Confession: By the time the Real Housewives of New York 2 part reunion specials rolled around, I was over it and didn’t even watch.  I mean, aside from fighting over I HAVE NO IDEA WHAT, what would they rehash?  Product lines?  Album sales?  How much weight Simon has gained and how ridiculous he looks with that Caesar haircut?  Pass.

But, I’ve always had a soft spot for New Jersey.

I didn’t know what to expect during part 1 of last night’s RHONJ Reunion, but I sure as hell didn’t expect to feel as uncomfortable as I did.

I could be getting a pap smear in the middle of our annual Corn Festival Parade by a goat wearing rubber gloves and felt less unsettled.

Now, I used to be a Teresa fan, but like everyone else, I grew tired of her crazy shit mid-season, but seriously, how much would it have sucked to be her last night?

The entire one hour reunion show was a blow by blow attack on Teresa, and very little of it dealt with things that actually happened during filming, but rather, intimate lawsuit questions and back alley family issues that came out during  non-stop jabs.

The only clip they actually showed was the still mind boggling baptism of Joe and Melissa’s son, and then a Christmas montage of Melissa getting a rolex and Teresa getting gloves.
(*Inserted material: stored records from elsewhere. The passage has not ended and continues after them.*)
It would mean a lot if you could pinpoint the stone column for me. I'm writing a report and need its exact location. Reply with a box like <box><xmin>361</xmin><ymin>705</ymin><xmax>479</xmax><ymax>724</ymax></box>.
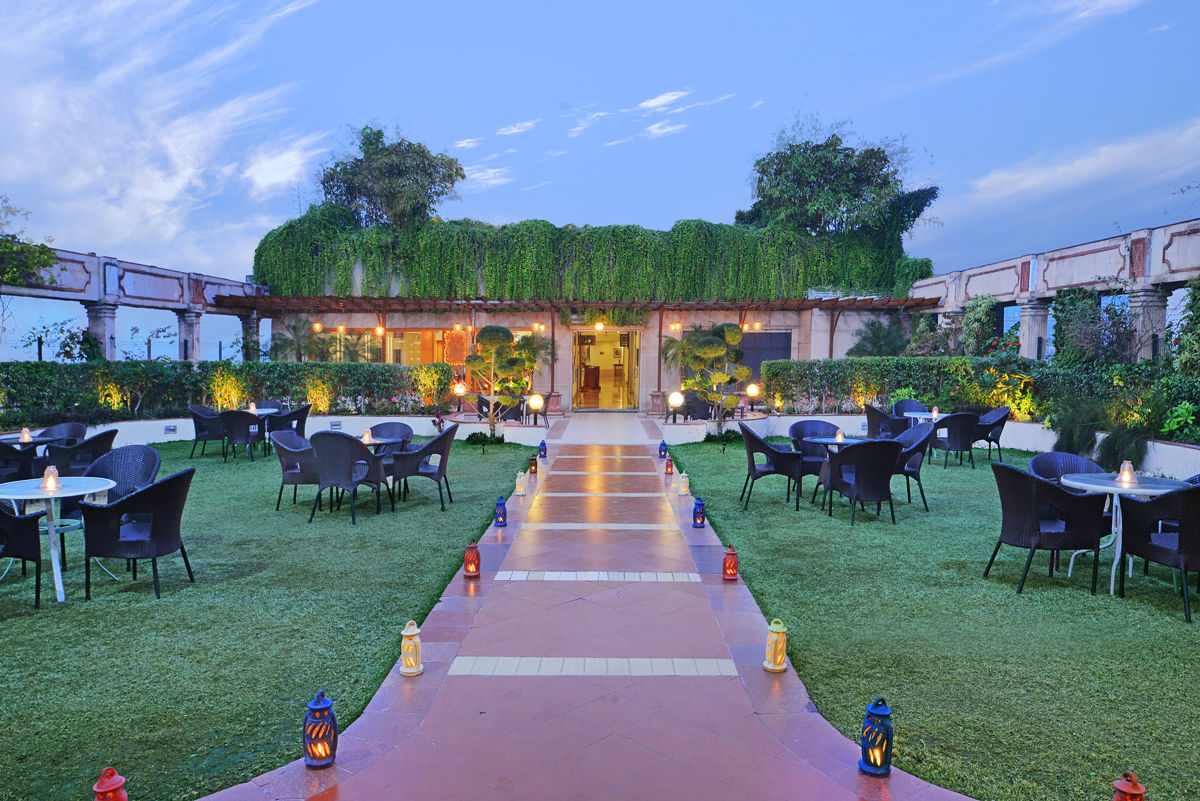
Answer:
<box><xmin>83</xmin><ymin>301</ymin><xmax>116</xmax><ymax>359</ymax></box>
<box><xmin>1019</xmin><ymin>299</ymin><xmax>1050</xmax><ymax>359</ymax></box>
<box><xmin>175</xmin><ymin>309</ymin><xmax>203</xmax><ymax>362</ymax></box>
<box><xmin>1128</xmin><ymin>289</ymin><xmax>1166</xmax><ymax>361</ymax></box>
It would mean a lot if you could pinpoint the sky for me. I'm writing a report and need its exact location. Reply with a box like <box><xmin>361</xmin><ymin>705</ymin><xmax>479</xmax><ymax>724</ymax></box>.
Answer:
<box><xmin>0</xmin><ymin>0</ymin><xmax>1200</xmax><ymax>353</ymax></box>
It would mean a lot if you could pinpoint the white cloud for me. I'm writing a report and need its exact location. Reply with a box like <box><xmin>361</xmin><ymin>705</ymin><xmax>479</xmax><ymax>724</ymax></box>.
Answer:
<box><xmin>496</xmin><ymin>116</ymin><xmax>541</xmax><ymax>137</ymax></box>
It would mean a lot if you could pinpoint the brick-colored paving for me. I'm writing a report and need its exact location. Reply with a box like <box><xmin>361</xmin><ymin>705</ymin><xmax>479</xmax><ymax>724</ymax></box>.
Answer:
<box><xmin>209</xmin><ymin>415</ymin><xmax>964</xmax><ymax>801</ymax></box>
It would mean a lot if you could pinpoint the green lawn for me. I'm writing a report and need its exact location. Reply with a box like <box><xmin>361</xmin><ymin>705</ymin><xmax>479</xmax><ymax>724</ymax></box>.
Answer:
<box><xmin>0</xmin><ymin>442</ymin><xmax>533</xmax><ymax>801</ymax></box>
<box><xmin>671</xmin><ymin>444</ymin><xmax>1200</xmax><ymax>801</ymax></box>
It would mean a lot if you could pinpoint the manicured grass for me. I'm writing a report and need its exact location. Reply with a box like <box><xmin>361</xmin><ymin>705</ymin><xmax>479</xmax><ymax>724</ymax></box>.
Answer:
<box><xmin>0</xmin><ymin>442</ymin><xmax>533</xmax><ymax>801</ymax></box>
<box><xmin>671</xmin><ymin>444</ymin><xmax>1200</xmax><ymax>801</ymax></box>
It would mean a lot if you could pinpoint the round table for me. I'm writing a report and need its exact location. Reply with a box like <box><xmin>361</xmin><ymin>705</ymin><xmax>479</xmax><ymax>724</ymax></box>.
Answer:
<box><xmin>0</xmin><ymin>476</ymin><xmax>116</xmax><ymax>603</ymax></box>
<box><xmin>1058</xmin><ymin>472</ymin><xmax>1190</xmax><ymax>595</ymax></box>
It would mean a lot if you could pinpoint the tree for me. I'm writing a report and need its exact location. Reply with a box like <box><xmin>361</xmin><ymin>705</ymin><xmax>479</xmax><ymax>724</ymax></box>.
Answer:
<box><xmin>320</xmin><ymin>126</ymin><xmax>467</xmax><ymax>229</ymax></box>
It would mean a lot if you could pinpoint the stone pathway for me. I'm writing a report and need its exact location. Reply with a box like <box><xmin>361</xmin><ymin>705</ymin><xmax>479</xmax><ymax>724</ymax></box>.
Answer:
<box><xmin>209</xmin><ymin>414</ymin><xmax>964</xmax><ymax>801</ymax></box>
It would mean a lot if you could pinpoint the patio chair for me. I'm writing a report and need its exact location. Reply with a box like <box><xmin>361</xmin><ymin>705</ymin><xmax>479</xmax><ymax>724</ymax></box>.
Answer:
<box><xmin>976</xmin><ymin>406</ymin><xmax>1012</xmax><ymax>462</ymax></box>
<box><xmin>929</xmin><ymin>411</ymin><xmax>979</xmax><ymax>470</ymax></box>
<box><xmin>391</xmin><ymin>423</ymin><xmax>458</xmax><ymax>512</ymax></box>
<box><xmin>983</xmin><ymin>462</ymin><xmax>1108</xmax><ymax>595</ymax></box>
<box><xmin>271</xmin><ymin>430</ymin><xmax>320</xmax><ymax>512</ymax></box>
<box><xmin>817</xmin><ymin>439</ymin><xmax>902</xmax><ymax>525</ymax></box>
<box><xmin>1118</xmin><ymin>486</ymin><xmax>1200</xmax><ymax>624</ymax></box>
<box><xmin>738</xmin><ymin>423</ymin><xmax>804</xmax><ymax>512</ymax></box>
<box><xmin>892</xmin><ymin>423</ymin><xmax>934</xmax><ymax>512</ymax></box>
<box><xmin>308</xmin><ymin>432</ymin><xmax>386</xmax><ymax>525</ymax></box>
<box><xmin>0</xmin><ymin>500</ymin><xmax>46</xmax><ymax>609</ymax></box>
<box><xmin>80</xmin><ymin>468</ymin><xmax>196</xmax><ymax>601</ymax></box>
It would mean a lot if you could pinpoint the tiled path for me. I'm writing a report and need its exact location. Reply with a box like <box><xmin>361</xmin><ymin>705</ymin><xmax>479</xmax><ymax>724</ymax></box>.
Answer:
<box><xmin>210</xmin><ymin>415</ymin><xmax>962</xmax><ymax>801</ymax></box>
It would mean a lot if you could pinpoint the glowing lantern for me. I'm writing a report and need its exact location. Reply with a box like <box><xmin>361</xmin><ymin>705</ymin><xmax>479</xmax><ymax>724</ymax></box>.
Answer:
<box><xmin>462</xmin><ymin>540</ymin><xmax>479</xmax><ymax>578</ymax></box>
<box><xmin>1112</xmin><ymin>771</ymin><xmax>1146</xmax><ymax>801</ymax></box>
<box><xmin>762</xmin><ymin>618</ymin><xmax>787</xmax><ymax>673</ymax></box>
<box><xmin>91</xmin><ymin>767</ymin><xmax>127</xmax><ymax>801</ymax></box>
<box><xmin>858</xmin><ymin>698</ymin><xmax>892</xmax><ymax>776</ymax></box>
<box><xmin>400</xmin><ymin>620</ymin><xmax>425</xmax><ymax>676</ymax></box>
<box><xmin>304</xmin><ymin>689</ymin><xmax>337</xmax><ymax>767</ymax></box>
<box><xmin>721</xmin><ymin>546</ymin><xmax>738</xmax><ymax>582</ymax></box>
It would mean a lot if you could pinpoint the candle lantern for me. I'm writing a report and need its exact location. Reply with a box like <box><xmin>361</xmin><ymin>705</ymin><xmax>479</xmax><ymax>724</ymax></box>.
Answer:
<box><xmin>721</xmin><ymin>546</ymin><xmax>738</xmax><ymax>582</ymax></box>
<box><xmin>1112</xmin><ymin>771</ymin><xmax>1146</xmax><ymax>801</ymax></box>
<box><xmin>858</xmin><ymin>698</ymin><xmax>892</xmax><ymax>776</ymax></box>
<box><xmin>462</xmin><ymin>540</ymin><xmax>479</xmax><ymax>578</ymax></box>
<box><xmin>91</xmin><ymin>767</ymin><xmax>127</xmax><ymax>801</ymax></box>
<box><xmin>762</xmin><ymin>618</ymin><xmax>787</xmax><ymax>673</ymax></box>
<box><xmin>304</xmin><ymin>689</ymin><xmax>337</xmax><ymax>767</ymax></box>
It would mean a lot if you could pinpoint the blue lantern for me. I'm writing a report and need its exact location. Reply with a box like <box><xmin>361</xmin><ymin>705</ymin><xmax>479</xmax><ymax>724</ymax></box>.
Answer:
<box><xmin>858</xmin><ymin>698</ymin><xmax>892</xmax><ymax>776</ymax></box>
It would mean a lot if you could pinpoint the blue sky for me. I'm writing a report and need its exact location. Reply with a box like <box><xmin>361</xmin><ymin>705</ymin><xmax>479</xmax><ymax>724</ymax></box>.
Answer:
<box><xmin>0</xmin><ymin>0</ymin><xmax>1200</xmax><ymax>354</ymax></box>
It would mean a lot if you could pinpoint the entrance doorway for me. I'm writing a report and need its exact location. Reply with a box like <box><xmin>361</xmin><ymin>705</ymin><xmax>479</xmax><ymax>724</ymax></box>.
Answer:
<box><xmin>571</xmin><ymin>331</ymin><xmax>641</xmax><ymax>410</ymax></box>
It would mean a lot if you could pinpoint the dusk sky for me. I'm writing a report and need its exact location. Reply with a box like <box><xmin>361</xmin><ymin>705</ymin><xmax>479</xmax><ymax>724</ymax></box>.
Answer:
<box><xmin>0</xmin><ymin>0</ymin><xmax>1200</xmax><ymax>352</ymax></box>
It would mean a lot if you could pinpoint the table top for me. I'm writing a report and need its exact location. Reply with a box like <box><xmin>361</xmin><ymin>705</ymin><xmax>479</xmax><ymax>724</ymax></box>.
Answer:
<box><xmin>0</xmin><ymin>476</ymin><xmax>116</xmax><ymax>500</ymax></box>
<box><xmin>1060</xmin><ymin>472</ymin><xmax>1192</xmax><ymax>495</ymax></box>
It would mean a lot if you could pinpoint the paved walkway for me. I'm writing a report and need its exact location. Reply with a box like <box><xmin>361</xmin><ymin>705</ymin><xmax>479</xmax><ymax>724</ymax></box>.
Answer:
<box><xmin>210</xmin><ymin>414</ymin><xmax>964</xmax><ymax>801</ymax></box>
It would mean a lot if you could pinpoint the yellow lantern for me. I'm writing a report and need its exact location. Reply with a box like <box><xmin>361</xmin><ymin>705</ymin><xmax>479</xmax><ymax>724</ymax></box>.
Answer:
<box><xmin>400</xmin><ymin>620</ymin><xmax>425</xmax><ymax>676</ymax></box>
<box><xmin>762</xmin><ymin>618</ymin><xmax>787</xmax><ymax>673</ymax></box>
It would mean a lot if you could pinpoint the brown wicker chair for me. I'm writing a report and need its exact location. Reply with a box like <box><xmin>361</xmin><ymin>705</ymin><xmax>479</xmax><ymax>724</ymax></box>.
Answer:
<box><xmin>983</xmin><ymin>462</ymin><xmax>1108</xmax><ymax>595</ymax></box>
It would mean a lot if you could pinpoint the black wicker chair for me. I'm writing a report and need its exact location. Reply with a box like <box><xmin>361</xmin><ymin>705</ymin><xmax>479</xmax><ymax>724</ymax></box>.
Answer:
<box><xmin>187</xmin><ymin>406</ymin><xmax>224</xmax><ymax>458</ymax></box>
<box><xmin>818</xmin><ymin>439</ymin><xmax>902</xmax><ymax>525</ymax></box>
<box><xmin>80</xmin><ymin>468</ymin><xmax>196</xmax><ymax>601</ymax></box>
<box><xmin>391</xmin><ymin>423</ymin><xmax>458</xmax><ymax>512</ymax></box>
<box><xmin>1118</xmin><ymin>486</ymin><xmax>1200</xmax><ymax>624</ymax></box>
<box><xmin>983</xmin><ymin>462</ymin><xmax>1108</xmax><ymax>595</ymax></box>
<box><xmin>308</xmin><ymin>432</ymin><xmax>386</xmax><ymax>525</ymax></box>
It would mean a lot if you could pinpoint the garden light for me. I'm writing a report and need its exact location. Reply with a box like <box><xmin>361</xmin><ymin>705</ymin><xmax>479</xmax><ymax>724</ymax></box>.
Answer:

While I understand that the only other major non-Teresa shit to go down this season was with Jacqueline’s spoiled-ass daughter Ashley, and Jacqaueline wasn’t there to go into deatails, but really?

It reminded me of when I was in 7th grade, and I was home puking my guts out with the stomach flu, and between running to the toilet, my 3 best friends called me together to tell me I was a fat skank and that they never wanted to see me again.  I switched schools for 2 months because I couldn’t take the bullying.

I am not saying Teresa isn’t insane and deserved to be called out for being an asshole, but that was a little much.

I’m not a member of their family, and I can only piece together what I see on the show and read on their blogs, but I think, in the beginning, everything Teresa was saying about Melissa and Kathy was true.  I think Melissa was a shit stirrer and Kathy sided with her, and they snuck onto this show to be famous.  But somewhere, between the endless financial and court stress, on top of having the two people you hate the most now on your television show, and your husband turning into a fat, lazy felon (seriously, was there a single shot of Joe Giudice upright and not shirtless in bed at all hours of the day?), Teresa felt cornered and desperate, and ditched the calm and cool high road for total insecure insanity.

And just like that, Melissa went from looking like a divisive, spoiled villain, to a saint.

An entire hour of them putting Teresa on the spot to explain her catty behavior, every so often, the now irrelevant Caroline Manzo chiming in with her Marlon Brando-esque sound bytes.

I have no idea what next Sunday’s conclusion will entail, but I imagine it will include Teresa entering stage left, schlepping a giant wooden cross on her back while everyone tells Melissa how pretty her singing voice is.